Кругликову «шили» создание студенческой контрреволюционной организации. Но не на того напали! Лишь только ему предложили на подпись список членов упомянутой организации, он поставил среди первых фамилию сына начальника Энского НКВД, тоже учившегося на истфаке. Следователь был так потрясен, что немедленно отправил Кругликова в камеру и уже почти месяц не вызывал его на допросы. Больше вопросов по поводу студентов-контрреволюционеров никому из сидевших в камере не задавали, и можно было предположить, что местные начальники чрезмерно озадачены происшедшим и даже не знают, как из создавшейся ситуации выпутаться. Народ здесь довольно быстро, самое большее через две недели, расталкивали по другим камерам. Некоторых уводили в том направлении, откуда не возвращаются. Кругликова не трогали, он стал в некотором смысле старожилом и лучше всех понимал знаки тюремного, или римского, телеграфа. Он ведь писал кандидатскую диссертацию об Энской организации большевиков в 1905 году…
Тюремная азбука проста. Тридцать букв русского алфавита (без мягкого и твердого знаков, а также без ё) помещаются по горизонтали в таблицу: пять клеток в высоту, шесть в ширину.
Выглядит это так:
а б в г д е
ж з и й к л
м н о п р с
т у ф х ц ч
ш щ ы э ю я
Сначала следует запомнить начальные буквы строк, на каком ряду значится каждая буква азбуки. Выстукивают сначала номер горизонтального ряда, потом порядковый номер места, которое буква занимает на строке. Например, «в» простучится как один удар – пауза – три удара. Каждая буква второго ряда обозначается двойным стуком, а затем уже стуком, обозначающим ее место (скажем, «л» – это два удара – пауза – шесть ударов). Ну и так далее. Перестукиваться нужно очень ритмично. При ошибке нужно поскрести стену. Окончив фразу, следует стукнуть по стене кулаком. Каждый разговор обязательно начинается вопросом: «Кто вы?»
Для Русанова и многих других тюремная азбука была сущим кошмаром, однако Кругликов, у которого была отличная зрительная память и хороший музыкальный слух, в перестукивании здорово поднаторел. Почти все время он проводил в самом неприметном со стороны двери углу, приставив к стене «слуховой аппарат» – стеклянную банку. Стекло резонировало и позволяло гораздо четче воспринимать перестук. Прием сообщений велся, как правило, днем: в ночной тишине стук слышали отнюдь не только те, кому он был предназначен. А карали за передачу сообщений жестоко: избивали и бросали в «горячий» карцер – с накаленными батареями отопления. Его мало кто выдерживал…

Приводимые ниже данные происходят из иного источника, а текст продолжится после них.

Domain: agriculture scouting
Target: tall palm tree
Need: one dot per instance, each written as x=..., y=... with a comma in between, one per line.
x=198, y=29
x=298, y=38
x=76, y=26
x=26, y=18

– Ну что там у вас, Александр Константинович? Что сегодня? – сочувственно спросил Кругликов.
– Да все то же, – неопределенно пробормотал Русанов, с трудом жуя хлеб и пальцем разбалтывая в жестяной кружке с остывшей водой кусочек сахару, сбереженный для него.
В голове шумело, невыносимо хотелось спать. Но ложиться днем не разрешалось. Если только прикорнуть за чужими спинами…
Александр выпил чуть сладкую воду, хлебом вытер кружку досуха и доел кусок.
– Полегчало? – сочувственно проговорил Кругликов.
Русанов кивнул, протер слипающиеся глаза.
– Поспать хотите? – спросил Кругликов. – Ну давайте, вздремните, я вас прикрою. Хотел, правда, посидеть «на приеме», вдруг какие-то новости будут, но ладно, пусть Толик Стрешнев посидит.
Анатолий Стрешнев был доцентом физфака и тоже считался хорошим «телеграфистом».
– О чем новости-то? – вяло спросил Русанов.
– А вы разве ничего не слышали? Ах да, – сам себе кивнул Кругликов, – передали уже после того, как вас увели… Вчера утром снесли Петропавловское кладбище.